While the key takeaways from each presentation and talk were varied, our team noticed several overarching takeaways from our week spent at AHEAD:
Don't Reinvent the Wheel! Much like the spirit of the open source community that we are accustomed to with Drupal and Wordpress development, the attendees and speakers at AHEAD shared the same message about learning from our peers. Many universities - large and small - are making great strides in providing an accessible environment for students of all abilities, both on and off the web. The more organizations, universities and businesses are willing to share their experiences, collaborate, and learn from one another, the easier our collective path to a fully accessible digital world will be.

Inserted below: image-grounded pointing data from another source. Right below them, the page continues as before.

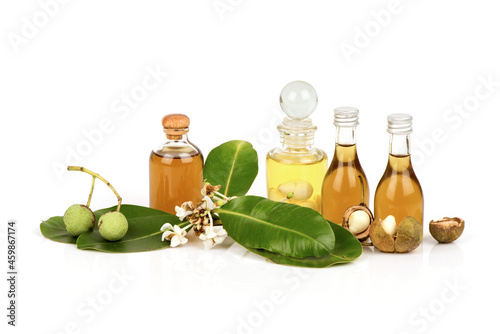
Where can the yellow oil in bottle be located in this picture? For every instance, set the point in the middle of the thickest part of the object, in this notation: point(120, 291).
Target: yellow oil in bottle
point(175, 167)
point(341, 185)
point(175, 177)
point(304, 176)
point(399, 193)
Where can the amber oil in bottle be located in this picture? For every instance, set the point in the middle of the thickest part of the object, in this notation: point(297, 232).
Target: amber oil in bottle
point(296, 168)
point(175, 167)
point(399, 192)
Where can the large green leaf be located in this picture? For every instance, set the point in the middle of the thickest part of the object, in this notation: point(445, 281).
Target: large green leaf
point(232, 165)
point(143, 231)
point(347, 248)
point(285, 229)
point(53, 229)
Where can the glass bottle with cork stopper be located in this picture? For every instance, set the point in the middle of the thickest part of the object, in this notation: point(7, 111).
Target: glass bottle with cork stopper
point(295, 170)
point(345, 182)
point(175, 167)
point(399, 192)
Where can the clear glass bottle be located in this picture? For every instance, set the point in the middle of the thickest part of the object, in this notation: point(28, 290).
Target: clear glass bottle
point(296, 168)
point(399, 192)
point(175, 167)
point(341, 185)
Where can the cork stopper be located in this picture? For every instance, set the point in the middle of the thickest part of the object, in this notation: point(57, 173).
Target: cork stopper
point(175, 125)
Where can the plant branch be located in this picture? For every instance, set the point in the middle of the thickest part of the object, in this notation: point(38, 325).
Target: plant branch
point(95, 175)
point(91, 191)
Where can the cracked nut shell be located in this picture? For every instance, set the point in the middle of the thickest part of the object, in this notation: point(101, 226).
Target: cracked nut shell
point(408, 236)
point(447, 229)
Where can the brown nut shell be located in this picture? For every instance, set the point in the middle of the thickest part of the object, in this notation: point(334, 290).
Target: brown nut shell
point(409, 235)
point(447, 229)
point(380, 239)
point(362, 236)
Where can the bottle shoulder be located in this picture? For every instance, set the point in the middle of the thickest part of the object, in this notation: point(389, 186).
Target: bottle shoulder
point(177, 149)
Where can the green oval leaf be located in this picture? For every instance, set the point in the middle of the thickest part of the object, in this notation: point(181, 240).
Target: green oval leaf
point(232, 165)
point(281, 228)
point(143, 235)
point(347, 248)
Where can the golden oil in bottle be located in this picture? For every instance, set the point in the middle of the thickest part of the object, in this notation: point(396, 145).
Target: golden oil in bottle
point(341, 185)
point(296, 169)
point(175, 168)
point(399, 192)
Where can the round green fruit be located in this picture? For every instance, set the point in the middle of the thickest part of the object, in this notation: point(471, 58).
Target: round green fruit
point(78, 218)
point(113, 225)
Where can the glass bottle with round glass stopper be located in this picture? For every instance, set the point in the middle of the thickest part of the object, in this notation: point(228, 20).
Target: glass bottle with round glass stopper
point(399, 192)
point(295, 170)
point(175, 167)
point(342, 186)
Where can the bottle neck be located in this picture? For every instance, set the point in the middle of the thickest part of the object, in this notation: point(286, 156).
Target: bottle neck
point(346, 136)
point(297, 135)
point(177, 138)
point(399, 145)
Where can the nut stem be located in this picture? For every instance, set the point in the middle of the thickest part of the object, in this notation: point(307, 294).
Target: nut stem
point(362, 190)
point(95, 175)
point(91, 191)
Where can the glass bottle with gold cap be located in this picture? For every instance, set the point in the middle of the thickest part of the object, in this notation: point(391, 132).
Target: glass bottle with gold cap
point(399, 192)
point(295, 170)
point(175, 167)
point(345, 182)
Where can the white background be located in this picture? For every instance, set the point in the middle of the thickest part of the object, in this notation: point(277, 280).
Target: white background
point(226, 68)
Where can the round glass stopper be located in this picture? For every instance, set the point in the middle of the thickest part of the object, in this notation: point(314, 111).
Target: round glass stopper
point(298, 99)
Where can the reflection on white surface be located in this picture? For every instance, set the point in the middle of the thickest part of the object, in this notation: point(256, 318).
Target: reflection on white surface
point(446, 256)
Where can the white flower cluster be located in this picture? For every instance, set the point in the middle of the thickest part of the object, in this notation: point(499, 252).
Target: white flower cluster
point(199, 218)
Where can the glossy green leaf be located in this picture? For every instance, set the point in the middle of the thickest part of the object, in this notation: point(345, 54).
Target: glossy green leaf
point(232, 165)
point(53, 229)
point(347, 248)
point(143, 231)
point(285, 229)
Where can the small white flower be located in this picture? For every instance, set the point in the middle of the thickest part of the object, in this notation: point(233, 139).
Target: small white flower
point(211, 238)
point(207, 203)
point(175, 234)
point(184, 210)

Educate Yourself & Your Organization. In order to ensure ADA and WCAG 2.0 compliance for your digital properties, it is crucial for your development team and content editors to fully understand current legal requirements and guidelines for creating accessible content. This will not only provide the best possible user experience for all individuals, but also protect your organization from legal liability.
Advocating for Accessibility. One topic that was continually addressed across multiple presentations was the need for universities to achieve buy in from their organization in order to allocate budget and resources to address issues in web accessibility and remain compliant. As we have worked with clients across higher ed, government, non-profit, and businesses of all sizes, the same is often true. Unfortunately, web accessibility is often an after thought in the web development process and may not be addressed until there is either 1. a legal compliant filed or 2. an issue raised by someone who is up to speed on the latest ADA or WCAG 2.0 guidelines.
Let's raise the bar together and not leave web accessibility to chance. As professionals in a digital world, it is up to each and every one of us to advocate for an accessible web.
What about accessibility? Isn’t that a part of usability?
And they’re right of course. Unless you’re going to make a blanket statement that people with disability are not apart of your audience, you really can’t say your site is usable unless it’s accessible.
- Steve Krug, Don’t Make Me Think
AHEAD is a professional membership organization for individuals involved in the development of policy and in the provision of quality services to meet the needs of persons with disabilities involved in all areas of higher education. At this time, we boast more than 2,800 members throughout the United States, Canada, England, Australia, Ireland, Northern Ireland, New Zealand, South Africa, Sweden, Japan and Greece. In addition to our International membership, AHEAD is fortunate to have formal partnerships with 31 Regional Affiliates and numerous other professional organizations working to advance equity in higher education for people with disabilities.
Since 1977 AHEAD has delivered quality training to higher education personnel through conferences, workshops, publications and consultation. AHEAD members represent a diverse network of professionals who actively address disability issues on their campuses and in the field of higher education. AHEAD is actively involved in all facets of promoting full and equal participation by individuals with disabilities in higher education; and supporting the systems, institutions, professions, and professionals who attend to the fulfillment of this important mission.